公園の公衆トイレの裏の影で氷室華は殺された。自らの弟が愛する女の子を兄が殺したのだ。
俺自身はその場にいなかったし、4年前なら俺は17歳の二階堂学園の生徒だった。俺が恨まれてもおかしくなかった。でも、そこで颯志が的になった。
俺と颯志は黄志が児童自立支援施設に送られてからは黄志の存在を忘れようとした。兄弟は俺たち二人だけなんだ、と。
両親もそれに賛成してくれた。
この時、黄志は芥川家から除外されたのだ。今更お前に芥川の名を名乗る資格はない、と。
しかし、事はそう簡単には片付かない。
颯志は11歳ながら目の前で人が殺されたのだ。ショックが大きかったという言葉では済まされないだろう。
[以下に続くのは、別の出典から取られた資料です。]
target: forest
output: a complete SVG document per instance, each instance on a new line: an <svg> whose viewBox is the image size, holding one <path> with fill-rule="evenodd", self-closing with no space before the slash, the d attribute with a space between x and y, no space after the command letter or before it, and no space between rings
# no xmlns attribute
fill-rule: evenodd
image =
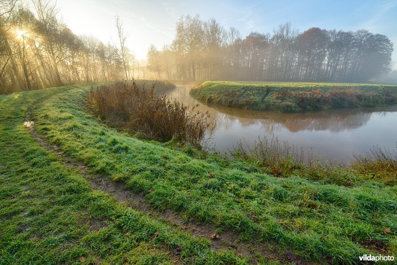
<svg viewBox="0 0 397 265"><path fill-rule="evenodd" d="M81 82L132 78L365 82L391 70L393 44L385 35L290 22L272 34L243 38L233 27L199 15L178 20L174 41L135 59L116 16L118 39L103 43L73 33L52 1L30 6L0 2L0 93ZM130 36L129 37L133 37Z"/></svg>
夜は毎日唸っていたし、眠れなかった夜もあったはずだ。
そしてどんどん模試の成績も落ちていき、不動の一位だったはずの芥川颯志がG評価まで落ちたのだ。黄志がこれを見ていたら愉快で仕方なかっただろう。
「光志…。僕、どうしよう。どうしようどうしようどうしよう」
毎日独り言のように俺の前で呟いていたのは昨日のことのように思い出せる。俺も辛かった。身内に殺人犯がいることで当然いじめも受けたし、何より苦しんでいる弟を見るのが辛かった。
結果的に颯志はギリギリで合格した。
そこからは死に物狂いで勉強して、学年トップの座に立った。部活で賞ももらった。でも、それは多分空っぽで、形だけ残った栄誉なのだろう。痛いほどに伝わってくる。
でも、中三になって変わった。正確には、中三の秋くらいから。
多分、これくらいの時期にみのりちゃんと出会ったのだろう。新しい恋を見つけたのか。それとも、氷室華と重なる部分があったのか。
俺には分からない。でも、みのりちゃんは颯志の何かを変えたことは間違いなかった。
ちなみにだけど、私は現実世界では馬場夏樹役の立ち位置でした。
颯志君のモデルになった子(K君)は本当にいい子でした。今でも仲良くしてます。
みのりのモデルになった子はもっと仲良しです。